Tuesday, 13 February 2018

Editing...

(I wouldn't have a disposable cup OR a straw...
but otherwise this is a fair representation!)
The first round of edits - the structural editing - is done (though history teaches me that my editor will still want to shift several scenes around when she gets her hands on it). This is my least favourite bit of editing. I prefer the next stage: tightening it up and trying to make it sparkle. I enjoy spending time on the words, once the foundations are sorted. Only once a house is built, can you start decorating it. So with writing.

Structural editing starts with The Giant Spreadsheet which helps me to see where things are too long and also where there are gaps. Colour-coding which characters are in each scene shows me that sometimes characters seem to have wandered off, mid-manuscript. Where did they go? They need bringing back into the fold.
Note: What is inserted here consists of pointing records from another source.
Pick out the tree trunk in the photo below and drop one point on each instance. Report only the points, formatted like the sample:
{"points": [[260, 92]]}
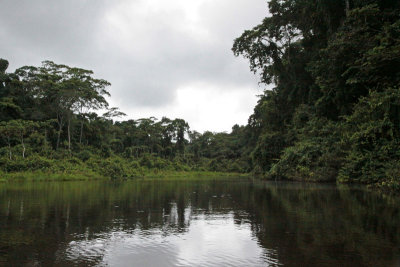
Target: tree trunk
{"points": [[347, 7], [80, 136], [23, 146], [59, 121], [9, 148], [69, 136]]}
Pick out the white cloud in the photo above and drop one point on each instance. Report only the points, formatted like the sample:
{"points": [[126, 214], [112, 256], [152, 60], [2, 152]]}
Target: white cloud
{"points": [[163, 58]]}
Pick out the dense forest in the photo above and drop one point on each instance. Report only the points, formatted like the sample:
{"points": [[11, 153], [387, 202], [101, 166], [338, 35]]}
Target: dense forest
{"points": [[333, 113], [50, 123]]}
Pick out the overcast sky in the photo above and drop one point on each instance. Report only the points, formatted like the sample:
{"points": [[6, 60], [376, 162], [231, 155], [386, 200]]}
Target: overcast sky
{"points": [[163, 58]]}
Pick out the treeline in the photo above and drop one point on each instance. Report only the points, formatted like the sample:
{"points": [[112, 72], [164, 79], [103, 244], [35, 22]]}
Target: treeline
{"points": [[49, 122], [334, 111]]}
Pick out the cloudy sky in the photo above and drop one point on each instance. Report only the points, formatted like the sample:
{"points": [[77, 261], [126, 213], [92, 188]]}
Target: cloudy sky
{"points": [[163, 58]]}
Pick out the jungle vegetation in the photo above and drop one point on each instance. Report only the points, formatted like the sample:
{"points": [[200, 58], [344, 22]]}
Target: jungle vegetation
{"points": [[49, 125], [333, 113]]}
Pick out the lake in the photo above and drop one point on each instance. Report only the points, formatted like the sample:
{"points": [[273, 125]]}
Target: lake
{"points": [[196, 222]]}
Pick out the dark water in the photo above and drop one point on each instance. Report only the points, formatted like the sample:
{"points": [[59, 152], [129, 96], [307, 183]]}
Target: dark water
{"points": [[196, 223]]}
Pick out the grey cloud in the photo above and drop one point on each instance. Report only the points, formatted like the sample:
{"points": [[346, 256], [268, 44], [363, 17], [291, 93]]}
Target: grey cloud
{"points": [[145, 72]]}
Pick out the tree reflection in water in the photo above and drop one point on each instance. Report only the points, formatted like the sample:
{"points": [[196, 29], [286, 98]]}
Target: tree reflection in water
{"points": [[196, 222]]}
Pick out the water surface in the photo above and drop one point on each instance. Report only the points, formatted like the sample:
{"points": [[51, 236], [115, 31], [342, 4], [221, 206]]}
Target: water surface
{"points": [[204, 222]]}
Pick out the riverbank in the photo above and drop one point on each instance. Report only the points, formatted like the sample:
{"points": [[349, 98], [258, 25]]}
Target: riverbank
{"points": [[93, 176]]}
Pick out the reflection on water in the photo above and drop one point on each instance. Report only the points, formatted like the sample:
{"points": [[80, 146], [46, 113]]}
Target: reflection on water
{"points": [[196, 223]]}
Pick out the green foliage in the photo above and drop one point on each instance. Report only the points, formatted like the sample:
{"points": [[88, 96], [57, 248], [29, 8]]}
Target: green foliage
{"points": [[332, 113], [374, 139]]}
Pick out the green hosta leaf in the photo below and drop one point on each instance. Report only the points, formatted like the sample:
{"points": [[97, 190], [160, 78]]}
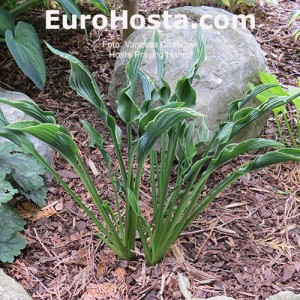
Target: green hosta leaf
{"points": [[25, 47], [81, 80], [31, 109], [127, 109], [11, 243], [37, 196], [57, 137], [184, 90], [7, 192], [166, 119], [234, 150], [6, 22], [293, 91], [133, 201], [101, 5], [70, 8]]}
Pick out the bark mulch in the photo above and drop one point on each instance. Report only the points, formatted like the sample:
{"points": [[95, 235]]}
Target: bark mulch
{"points": [[246, 243]]}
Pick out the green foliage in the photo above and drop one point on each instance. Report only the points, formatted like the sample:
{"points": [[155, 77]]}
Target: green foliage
{"points": [[232, 5], [294, 17], [165, 124], [267, 78], [20, 173], [22, 40]]}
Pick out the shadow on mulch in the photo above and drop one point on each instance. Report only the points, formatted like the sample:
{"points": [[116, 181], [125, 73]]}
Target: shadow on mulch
{"points": [[245, 245]]}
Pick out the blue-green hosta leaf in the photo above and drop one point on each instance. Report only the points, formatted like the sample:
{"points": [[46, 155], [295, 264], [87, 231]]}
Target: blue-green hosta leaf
{"points": [[11, 243], [127, 108], [70, 8], [133, 201], [25, 47], [166, 119], [234, 150], [37, 196], [6, 22], [7, 192], [57, 137], [236, 105], [30, 108], [293, 91], [101, 5], [81, 80], [24, 168], [184, 90]]}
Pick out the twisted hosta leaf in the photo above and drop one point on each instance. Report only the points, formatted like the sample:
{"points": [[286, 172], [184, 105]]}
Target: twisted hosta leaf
{"points": [[30, 108], [6, 22], [184, 90], [166, 119], [101, 5], [127, 109], [10, 241], [24, 45], [24, 170], [56, 136]]}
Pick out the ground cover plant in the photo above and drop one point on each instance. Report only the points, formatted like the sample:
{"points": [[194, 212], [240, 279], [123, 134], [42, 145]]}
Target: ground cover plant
{"points": [[162, 116], [20, 173], [282, 110], [22, 39]]}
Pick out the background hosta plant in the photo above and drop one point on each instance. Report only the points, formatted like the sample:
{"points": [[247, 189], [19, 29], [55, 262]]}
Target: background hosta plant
{"points": [[20, 173], [21, 38], [279, 91], [164, 121]]}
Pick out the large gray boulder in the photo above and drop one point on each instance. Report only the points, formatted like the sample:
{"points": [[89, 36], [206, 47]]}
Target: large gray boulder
{"points": [[233, 60], [10, 289], [14, 115]]}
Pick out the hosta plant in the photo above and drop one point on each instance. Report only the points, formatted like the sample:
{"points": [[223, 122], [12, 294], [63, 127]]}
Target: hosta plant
{"points": [[20, 173], [21, 37], [164, 132], [267, 78]]}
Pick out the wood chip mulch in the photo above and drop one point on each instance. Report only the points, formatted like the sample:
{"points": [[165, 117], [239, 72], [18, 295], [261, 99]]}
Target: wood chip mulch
{"points": [[245, 245]]}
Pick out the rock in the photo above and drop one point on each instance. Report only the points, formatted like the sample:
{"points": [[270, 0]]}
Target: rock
{"points": [[14, 115], [233, 60], [285, 295], [10, 289]]}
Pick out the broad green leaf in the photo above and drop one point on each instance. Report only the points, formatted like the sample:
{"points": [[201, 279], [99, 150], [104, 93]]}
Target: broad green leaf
{"points": [[133, 201], [101, 5], [25, 47], [81, 80], [184, 90], [30, 108], [11, 243], [166, 119], [37, 196], [6, 22], [55, 136], [70, 8], [234, 150], [7, 192]]}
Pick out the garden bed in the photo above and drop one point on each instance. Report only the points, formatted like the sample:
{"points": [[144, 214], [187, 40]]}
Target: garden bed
{"points": [[245, 245]]}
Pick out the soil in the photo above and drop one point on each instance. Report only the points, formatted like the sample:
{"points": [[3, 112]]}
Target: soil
{"points": [[245, 245]]}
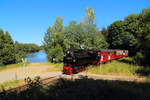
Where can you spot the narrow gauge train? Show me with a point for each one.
(77, 60)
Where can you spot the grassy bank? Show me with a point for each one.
(11, 66)
(84, 89)
(10, 84)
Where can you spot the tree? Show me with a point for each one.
(7, 49)
(53, 41)
(90, 15)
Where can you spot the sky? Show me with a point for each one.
(28, 20)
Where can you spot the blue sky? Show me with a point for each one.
(27, 20)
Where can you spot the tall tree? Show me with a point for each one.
(90, 15)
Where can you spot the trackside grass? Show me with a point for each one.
(11, 66)
(10, 84)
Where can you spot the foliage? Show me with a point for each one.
(11, 52)
(7, 49)
(133, 34)
(59, 39)
(84, 89)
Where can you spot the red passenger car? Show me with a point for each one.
(76, 61)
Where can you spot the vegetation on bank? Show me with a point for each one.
(10, 84)
(85, 35)
(13, 52)
(82, 89)
(132, 34)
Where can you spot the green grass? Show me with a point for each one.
(54, 67)
(84, 89)
(11, 66)
(10, 84)
(115, 67)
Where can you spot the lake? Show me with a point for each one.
(37, 57)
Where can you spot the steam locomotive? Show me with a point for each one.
(77, 61)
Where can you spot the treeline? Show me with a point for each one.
(132, 33)
(85, 35)
(12, 52)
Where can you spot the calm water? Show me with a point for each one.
(37, 57)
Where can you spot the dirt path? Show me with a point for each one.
(33, 71)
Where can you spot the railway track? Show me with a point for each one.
(45, 82)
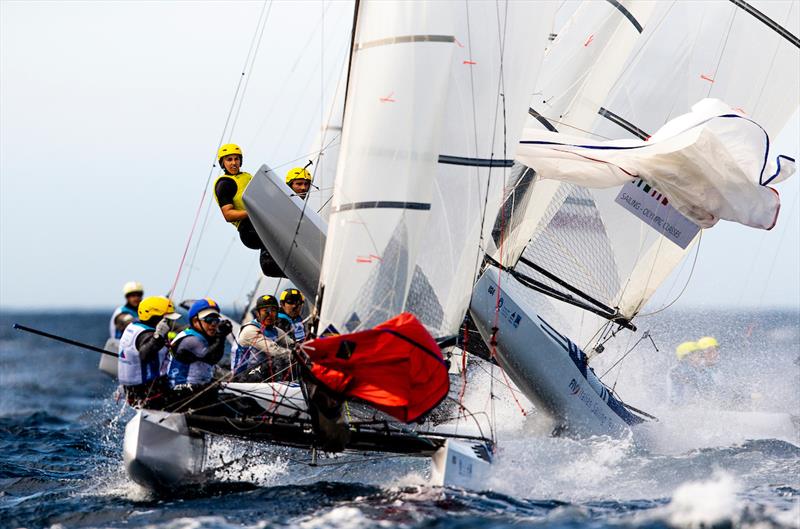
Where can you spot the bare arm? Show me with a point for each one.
(232, 214)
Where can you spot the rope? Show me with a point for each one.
(213, 164)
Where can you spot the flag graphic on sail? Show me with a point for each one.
(617, 72)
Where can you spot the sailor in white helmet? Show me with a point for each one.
(126, 314)
(143, 352)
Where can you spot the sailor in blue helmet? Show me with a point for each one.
(262, 356)
(143, 351)
(193, 354)
(289, 319)
(126, 314)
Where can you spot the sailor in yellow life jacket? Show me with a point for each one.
(299, 180)
(228, 190)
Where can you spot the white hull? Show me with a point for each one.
(108, 364)
(161, 452)
(544, 364)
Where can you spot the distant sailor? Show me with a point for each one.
(193, 354)
(143, 351)
(289, 319)
(299, 180)
(693, 379)
(262, 356)
(126, 314)
(228, 191)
Or I see that a thread that I thought was well woven in is actually half frayed and sticking out. Or not tied off at the end. Seeing the big picture helps me to make sure that it holds together the way I imagined it would.

At the structural stage of editing, I'm still working in Scrivener. It's helpful to be able to move scenes around easily and pull out particular threads if necessary. Also if I need to write any new scenes (and I almost always do), it's straightforward to add a new one.

The next stage - tightening it all up and concentrating on the words - I tend to do on paper. I print out the whole manuscript (again!) and work on it by hand, rather than on screen. I'll definitely be working on a paper copy for this manuscript as I have a couple of long (5 hour!) train journeys coming up and I find it easy to work on a train. My current laptop is a bit of a beast to be carting around when travelling, but the print-out will be fine. I also find it easier to be able to shuffle through pages to find something, rather than scrolling through a document or flipping back through scenes on a screen.

After that, it will be a final polish and then off to the publisher. And then when my editor there has had a look, there will be no doubt be more editing, but hopefully not too much.

I seriously have no idea how people manage to write a book every three months!